Fireworks expansion draws mixed reviews in area
Some lawmakers and fire chiefs hope to pour cold water on fireworks expansion talks in Des Moines.
Others would like to light the fuse on a potential revenue stream for the state.
A pyrotechnics expansion bill cleared a Iowa House Ways and Means subcommittee on Monday.
Iowa currently allows the sale and use of non-explosive novelties like sparklers. Roman candles and bottle rockets can't be purchased in the state.
"The only bill that will have any chance of a debate has been referred to the House Ways and Means Committee -- probably because it would provide for the taxation of those fireworks," District 1 Sen. David Johnson, an Ocheyedan Republican, said. "The Ways and Means Committee is the tax-writing committee of the House. That's important because the fireworks legalization bill did not make it through the second funnel (the legislative deadline for most policy-related bills)."
Only bills passing through Appropriations and Ways and Means can stay alive for debate after the funnel deadlines pass.
"Because it didn't survive the funnel process, that strikes a heavy blow to the bill," Johnson said. "If it does come to a floor vote in the Senate, I would vote no."
State Rep. Megan Hess, a Spencer Republican, indicated support for a fireworks expansion.
"I have been open to the expansion," Hess said. "That being said, there are a lot of implications with that. There have been a lot of discussion about where the sales tax revenue would go."
Hess also said the bill might include provisions about the quality of buildings used to sell fireworks.
"I think the concern is that 'fireworks shacks' are going to be set up along the roadside and in parking lots," she said. "A lot of times, those aren't really safe."
Hess said retailers would have to comply with fire codes and would be subject to fire inspections as well.
Milford Fire Chief Jim Carpenter said he would not support the proposed expansion.
"I think it's going to cause a lot more work for fire departments and medical people," Carpenter said. "I'm not a real big fan of it. Last Fourth of July, Milford was out on four or five fires caused by fireworks."
Spirit Lake Fire Chief Patrick Daly said he's also had to chase grass fires caused by bottle rockets. "I kind of like it the way we've got it right now, he said.
Arnolds Park/Okoboji Fire Chief Christ Yungbluth is more open to the idea.
"There is not a lot of teeth in the current law," Yungbluth said. "People are bringing them in and shooting them off regardless of the possession law currently in place.

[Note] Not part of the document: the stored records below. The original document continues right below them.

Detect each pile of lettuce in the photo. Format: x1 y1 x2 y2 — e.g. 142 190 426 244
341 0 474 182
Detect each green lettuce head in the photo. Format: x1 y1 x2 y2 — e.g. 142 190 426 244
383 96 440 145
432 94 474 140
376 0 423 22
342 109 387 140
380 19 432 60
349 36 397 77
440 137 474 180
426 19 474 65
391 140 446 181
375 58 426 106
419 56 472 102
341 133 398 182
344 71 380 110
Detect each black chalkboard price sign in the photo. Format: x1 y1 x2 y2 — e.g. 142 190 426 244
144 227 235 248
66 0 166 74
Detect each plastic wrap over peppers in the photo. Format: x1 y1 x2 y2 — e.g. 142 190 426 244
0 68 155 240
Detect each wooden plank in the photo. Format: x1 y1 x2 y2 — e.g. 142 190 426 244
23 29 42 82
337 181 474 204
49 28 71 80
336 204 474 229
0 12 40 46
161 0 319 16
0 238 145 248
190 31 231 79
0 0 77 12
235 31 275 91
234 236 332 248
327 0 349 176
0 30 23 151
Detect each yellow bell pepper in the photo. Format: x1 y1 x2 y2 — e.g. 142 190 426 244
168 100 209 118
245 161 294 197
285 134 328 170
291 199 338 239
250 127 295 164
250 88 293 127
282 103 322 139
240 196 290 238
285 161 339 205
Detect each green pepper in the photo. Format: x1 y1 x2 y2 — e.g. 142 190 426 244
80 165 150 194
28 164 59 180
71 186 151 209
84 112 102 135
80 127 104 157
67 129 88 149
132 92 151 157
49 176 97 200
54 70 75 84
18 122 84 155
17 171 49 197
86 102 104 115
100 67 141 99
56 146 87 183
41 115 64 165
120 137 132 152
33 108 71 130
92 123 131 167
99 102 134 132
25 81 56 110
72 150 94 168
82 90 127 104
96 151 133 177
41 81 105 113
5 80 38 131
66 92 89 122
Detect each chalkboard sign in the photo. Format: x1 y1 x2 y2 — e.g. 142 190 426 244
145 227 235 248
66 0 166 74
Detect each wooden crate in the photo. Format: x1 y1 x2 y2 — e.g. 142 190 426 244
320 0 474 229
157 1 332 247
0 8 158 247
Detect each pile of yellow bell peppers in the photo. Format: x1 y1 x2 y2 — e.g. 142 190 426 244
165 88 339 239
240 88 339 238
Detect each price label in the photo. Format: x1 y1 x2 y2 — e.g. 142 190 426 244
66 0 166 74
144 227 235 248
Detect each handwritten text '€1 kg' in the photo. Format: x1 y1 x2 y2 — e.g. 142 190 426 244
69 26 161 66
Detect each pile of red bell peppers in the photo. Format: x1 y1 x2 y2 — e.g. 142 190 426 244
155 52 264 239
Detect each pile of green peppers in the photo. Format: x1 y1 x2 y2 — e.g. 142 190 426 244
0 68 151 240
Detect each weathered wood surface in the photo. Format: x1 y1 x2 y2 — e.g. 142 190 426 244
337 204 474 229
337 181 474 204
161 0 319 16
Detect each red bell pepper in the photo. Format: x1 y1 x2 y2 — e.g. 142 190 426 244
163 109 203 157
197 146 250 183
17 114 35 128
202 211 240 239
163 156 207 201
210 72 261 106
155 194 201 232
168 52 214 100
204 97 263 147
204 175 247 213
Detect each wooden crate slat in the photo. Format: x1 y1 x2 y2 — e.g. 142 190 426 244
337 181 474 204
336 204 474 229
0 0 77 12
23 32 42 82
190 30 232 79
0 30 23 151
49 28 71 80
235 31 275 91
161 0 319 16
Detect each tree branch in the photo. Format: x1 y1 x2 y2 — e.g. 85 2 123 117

I always have concern that it would increase the use -- and of course increase the risk of fires over the Fourth of July."

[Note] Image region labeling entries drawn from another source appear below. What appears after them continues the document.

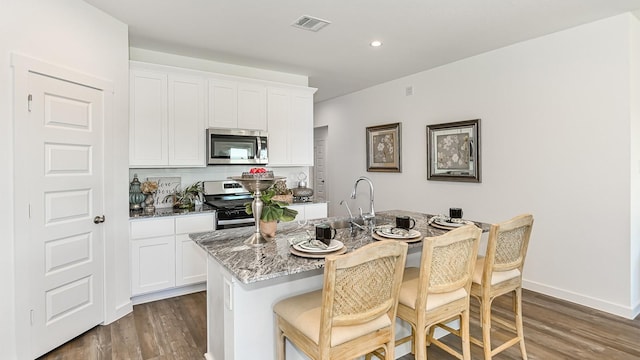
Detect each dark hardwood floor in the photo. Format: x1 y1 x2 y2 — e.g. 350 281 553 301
40 290 640 360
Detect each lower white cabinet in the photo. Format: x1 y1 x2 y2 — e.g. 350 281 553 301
288 203 327 221
130 213 215 296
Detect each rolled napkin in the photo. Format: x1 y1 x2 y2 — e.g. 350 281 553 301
287 230 313 245
287 230 329 250
428 214 475 225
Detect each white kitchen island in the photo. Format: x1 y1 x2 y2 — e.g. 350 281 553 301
191 211 488 360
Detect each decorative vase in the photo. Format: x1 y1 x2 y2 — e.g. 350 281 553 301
129 174 144 211
260 220 278 238
144 193 156 214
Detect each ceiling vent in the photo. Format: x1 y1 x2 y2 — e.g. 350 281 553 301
291 15 331 32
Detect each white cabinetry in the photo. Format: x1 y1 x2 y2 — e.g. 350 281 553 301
129 69 169 166
267 87 315 166
130 213 215 300
208 79 267 130
288 203 327 220
129 63 206 167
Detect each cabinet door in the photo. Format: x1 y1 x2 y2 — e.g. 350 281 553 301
176 234 207 286
209 80 238 128
289 92 313 166
176 214 215 286
168 75 206 167
131 235 175 296
129 70 168 167
267 88 291 166
238 83 267 130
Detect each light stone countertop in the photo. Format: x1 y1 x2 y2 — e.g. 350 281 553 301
129 204 216 220
189 210 490 284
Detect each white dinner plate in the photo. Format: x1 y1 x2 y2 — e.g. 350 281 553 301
434 219 473 228
293 239 344 254
376 227 422 239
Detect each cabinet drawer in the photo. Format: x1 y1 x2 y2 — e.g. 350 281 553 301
129 218 174 239
176 214 215 234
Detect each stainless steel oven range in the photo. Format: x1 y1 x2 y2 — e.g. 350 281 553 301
204 180 255 230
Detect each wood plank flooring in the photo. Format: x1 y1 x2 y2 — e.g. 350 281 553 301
40 290 640 360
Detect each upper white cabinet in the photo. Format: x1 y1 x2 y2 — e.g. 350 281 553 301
129 69 169 166
168 75 206 167
208 79 267 130
129 64 206 167
129 61 316 168
267 87 315 166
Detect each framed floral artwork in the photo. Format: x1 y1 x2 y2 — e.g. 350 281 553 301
427 119 480 182
367 123 400 172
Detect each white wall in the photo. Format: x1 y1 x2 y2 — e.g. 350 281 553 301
629 12 640 312
315 14 640 317
0 0 131 359
129 47 309 86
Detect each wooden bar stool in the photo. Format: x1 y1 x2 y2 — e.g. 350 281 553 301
471 214 533 360
396 225 482 360
273 240 407 360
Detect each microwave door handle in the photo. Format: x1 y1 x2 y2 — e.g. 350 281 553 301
253 136 262 160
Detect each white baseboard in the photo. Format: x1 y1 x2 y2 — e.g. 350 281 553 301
522 280 640 319
131 282 207 305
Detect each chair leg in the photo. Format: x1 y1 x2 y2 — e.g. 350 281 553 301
480 299 493 360
414 327 427 360
384 341 396 360
513 287 527 360
276 325 286 360
460 309 471 360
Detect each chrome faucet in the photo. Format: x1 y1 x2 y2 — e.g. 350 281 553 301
351 176 376 217
340 200 353 219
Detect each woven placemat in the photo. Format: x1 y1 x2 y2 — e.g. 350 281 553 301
371 232 424 243
289 246 347 259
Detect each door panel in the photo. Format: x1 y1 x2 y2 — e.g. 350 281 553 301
28 73 104 356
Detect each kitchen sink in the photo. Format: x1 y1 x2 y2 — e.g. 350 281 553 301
324 216 391 229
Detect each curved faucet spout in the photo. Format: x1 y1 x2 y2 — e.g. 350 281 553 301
351 176 376 216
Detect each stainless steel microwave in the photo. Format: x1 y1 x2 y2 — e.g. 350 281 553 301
207 128 268 165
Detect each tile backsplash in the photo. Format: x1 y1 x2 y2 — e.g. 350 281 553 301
128 165 313 193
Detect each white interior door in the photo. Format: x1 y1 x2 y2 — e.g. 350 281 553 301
27 73 104 357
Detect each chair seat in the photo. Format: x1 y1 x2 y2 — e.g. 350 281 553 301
273 290 391 347
473 257 520 285
398 267 467 311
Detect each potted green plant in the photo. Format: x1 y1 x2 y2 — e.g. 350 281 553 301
164 181 204 209
244 188 298 237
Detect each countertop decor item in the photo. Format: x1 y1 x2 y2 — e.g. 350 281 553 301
427 119 481 182
129 174 145 211
164 181 204 209
229 176 298 245
271 180 293 204
367 123 402 172
140 180 158 214
292 172 313 202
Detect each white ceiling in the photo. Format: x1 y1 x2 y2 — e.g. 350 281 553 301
85 0 640 101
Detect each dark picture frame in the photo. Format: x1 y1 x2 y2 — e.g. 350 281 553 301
427 119 481 182
366 122 401 172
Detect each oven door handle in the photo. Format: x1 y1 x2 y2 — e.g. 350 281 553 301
218 218 255 225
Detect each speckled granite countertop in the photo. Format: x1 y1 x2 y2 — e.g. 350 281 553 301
129 204 216 220
189 210 489 284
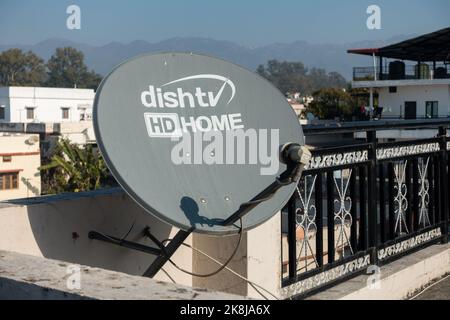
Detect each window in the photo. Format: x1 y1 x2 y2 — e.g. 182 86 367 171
425 101 439 118
0 172 19 191
61 108 70 119
26 108 34 120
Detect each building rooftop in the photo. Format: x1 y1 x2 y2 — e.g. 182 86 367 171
347 28 450 61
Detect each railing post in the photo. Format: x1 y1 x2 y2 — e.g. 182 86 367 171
288 192 297 279
439 127 449 244
367 131 378 264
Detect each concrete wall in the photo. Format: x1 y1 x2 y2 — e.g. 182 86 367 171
0 132 41 201
377 85 450 118
0 189 192 286
0 87 95 122
0 189 281 298
0 251 243 300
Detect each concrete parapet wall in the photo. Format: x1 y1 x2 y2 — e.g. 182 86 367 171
0 251 243 300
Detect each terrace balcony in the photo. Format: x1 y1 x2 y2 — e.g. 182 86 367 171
353 63 450 84
0 119 450 299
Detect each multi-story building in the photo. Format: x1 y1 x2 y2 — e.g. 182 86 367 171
0 87 95 123
0 132 41 201
348 28 450 120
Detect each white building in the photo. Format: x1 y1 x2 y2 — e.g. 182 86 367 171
348 28 450 120
0 87 95 123
0 133 41 201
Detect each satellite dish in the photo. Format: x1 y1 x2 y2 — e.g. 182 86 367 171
93 53 304 235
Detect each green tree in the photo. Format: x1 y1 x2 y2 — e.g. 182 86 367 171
304 88 357 119
39 140 114 194
46 47 102 89
0 49 47 86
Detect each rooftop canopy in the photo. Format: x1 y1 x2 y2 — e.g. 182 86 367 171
347 28 450 62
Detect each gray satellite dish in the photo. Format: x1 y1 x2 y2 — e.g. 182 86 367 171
93 53 304 235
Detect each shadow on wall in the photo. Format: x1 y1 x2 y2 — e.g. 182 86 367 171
10 188 172 275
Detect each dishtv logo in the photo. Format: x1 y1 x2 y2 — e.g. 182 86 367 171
141 74 244 138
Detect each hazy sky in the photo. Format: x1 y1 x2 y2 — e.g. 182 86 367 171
0 0 450 46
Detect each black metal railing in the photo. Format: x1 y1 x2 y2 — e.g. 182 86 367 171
282 120 450 297
353 64 450 81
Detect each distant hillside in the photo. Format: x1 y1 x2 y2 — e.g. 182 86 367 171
0 36 414 80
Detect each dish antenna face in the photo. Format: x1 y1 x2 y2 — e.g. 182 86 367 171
93 53 304 235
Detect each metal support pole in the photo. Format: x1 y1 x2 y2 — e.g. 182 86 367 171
144 229 193 278
439 127 449 244
288 192 297 279
88 231 161 256
367 131 378 263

He encouraged lawmakers to include funding for fireworks safety education.
"We just as well not make these folks criminals and it will also give us an opportunity to maybe provide some safety education and information to hopefully make it safer for them to use ... If we do see them, they don't have to be afraid of us and run and hide. We can actually talk to them about how to use them safely."
Hess thinks the state is losing out on revenue because of the state's fireworks policies.
"What's happening now is, people who want to shoot off fireworks can easily obtain a permit from the county board of supervisors," she said. "They just have to apply and oftentimes it's granted. It's not illegal to possess fireworks. Whenever a permit is authorized, people just go across the border and get them."
Johnson said he is surprised about the lack of feedback from constituents about fireworks expansions.
"Senate District 1 borders South Dakota, where there are legal fireworks sales," he said. "Even there, in my town hall meetings, it just seemed to be a ho-hum issue. That's not to say individual citizens don't set off fireworks -- they probably do -- but what's in place right now seems to work just fine."
There are more important issues to address in the session, the senator added.
"I just don't think we need to change anything," he said.